Aqui, Cohen e Dupas não encontraram nenhuma evidência consistente de que pagar um preço quase nulo em um mosquiteiro deixou as famílias menos propensas a usá-los. Mais importante: os pesquisadores descobriram que o aumento do preço da oferta a partir de zero para US $ 0,75 (ou de um subsídio de 100% para 87,5%) diminuiu de aceitação do produto em 75%.
Os dados sugerem que o aumento dos preços abaixou a procura entre mulheres saudáveis e doentes. As mulheres grávidas que não compraram os mosquiteiros não estavam mais doentes no momento da compra do que mulheres no outro grupo de comparação.
O que está por trás da diferença em como preços mais altos afeta o uso nesses estudos não é clara. Há diferenças notáveis, incluindo variações no desenho do estudo (ao contrário do estudo do Quênia, o Clorin não foi oferecido gratuitamente no estudo Zâmbia, por exemplo), bem como diferenças nos tipos de produtos que estão sendo distribuídos e os contextos país.
Mas os estudos convergem em uma área: não há fortes indícios de que pagar um preço mais elevado induz a uma maior utilização. Embora possa ser tentador supor que os itens fornecidos gratuitamente serão sub-valorizados, estes estudos demonstram a importância de questionar esse pressuposto, particularmente para estes itens de primeira necessidade.

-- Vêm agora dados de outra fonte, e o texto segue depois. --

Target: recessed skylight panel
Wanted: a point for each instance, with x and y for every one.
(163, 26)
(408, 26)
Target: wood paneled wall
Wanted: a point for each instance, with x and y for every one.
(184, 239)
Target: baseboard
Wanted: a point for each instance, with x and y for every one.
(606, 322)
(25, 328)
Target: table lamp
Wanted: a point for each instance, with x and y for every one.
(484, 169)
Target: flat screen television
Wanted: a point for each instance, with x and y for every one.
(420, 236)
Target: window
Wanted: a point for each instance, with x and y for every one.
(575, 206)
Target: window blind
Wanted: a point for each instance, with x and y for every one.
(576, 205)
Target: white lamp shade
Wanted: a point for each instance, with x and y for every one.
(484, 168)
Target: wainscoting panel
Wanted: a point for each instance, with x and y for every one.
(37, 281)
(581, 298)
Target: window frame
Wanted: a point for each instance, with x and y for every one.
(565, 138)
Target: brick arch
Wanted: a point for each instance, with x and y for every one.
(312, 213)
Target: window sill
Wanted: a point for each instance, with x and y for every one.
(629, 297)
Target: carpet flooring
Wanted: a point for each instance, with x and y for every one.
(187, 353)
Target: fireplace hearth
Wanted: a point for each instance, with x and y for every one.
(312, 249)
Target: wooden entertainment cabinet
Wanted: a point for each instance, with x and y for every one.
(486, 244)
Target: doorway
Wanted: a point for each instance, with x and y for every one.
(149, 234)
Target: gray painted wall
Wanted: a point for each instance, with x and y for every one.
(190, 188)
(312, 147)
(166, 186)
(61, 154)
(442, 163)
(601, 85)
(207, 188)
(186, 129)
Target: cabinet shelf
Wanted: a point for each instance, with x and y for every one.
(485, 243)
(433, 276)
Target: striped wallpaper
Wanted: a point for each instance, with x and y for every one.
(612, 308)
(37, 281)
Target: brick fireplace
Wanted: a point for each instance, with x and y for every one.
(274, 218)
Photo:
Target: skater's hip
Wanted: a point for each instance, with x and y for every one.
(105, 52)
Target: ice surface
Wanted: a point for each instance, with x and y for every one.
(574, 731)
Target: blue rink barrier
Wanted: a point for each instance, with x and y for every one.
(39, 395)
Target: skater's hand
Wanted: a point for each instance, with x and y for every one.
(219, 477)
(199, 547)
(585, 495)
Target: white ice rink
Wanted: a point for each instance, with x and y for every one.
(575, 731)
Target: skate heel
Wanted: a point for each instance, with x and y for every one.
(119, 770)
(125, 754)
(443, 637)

Outras pesquisas em diferentes contextos mostram ser necessário explicar as diferenças e compreender melhor o leque de situações em que a partilha dos custos trazem desvantagens. Para avançar neste objetivo, os programas que atualmente utilizam uma abordagem de partilha de custos para o fornecimento de produtos de saúde devem considerar sistemas de pilotagem de distribuição gratuita.
*Kerry J Brennan e Daniel S Tello são associados do projeto Innovations for Poverty Action. Emails: [email protected] e [email protected]
1 Ashraf, James Berry and Jesse M Shapiro, ‘Can Higher Prices Stimulate Product Use?’ American Economic Review.
2. Cohen and Pascaline Dupas, ‘Free Distribution or Cost-Sharing? Evidence from a Randomized Malaria Prevention Experiment’, Quarterly Journal of Economics, no prelo.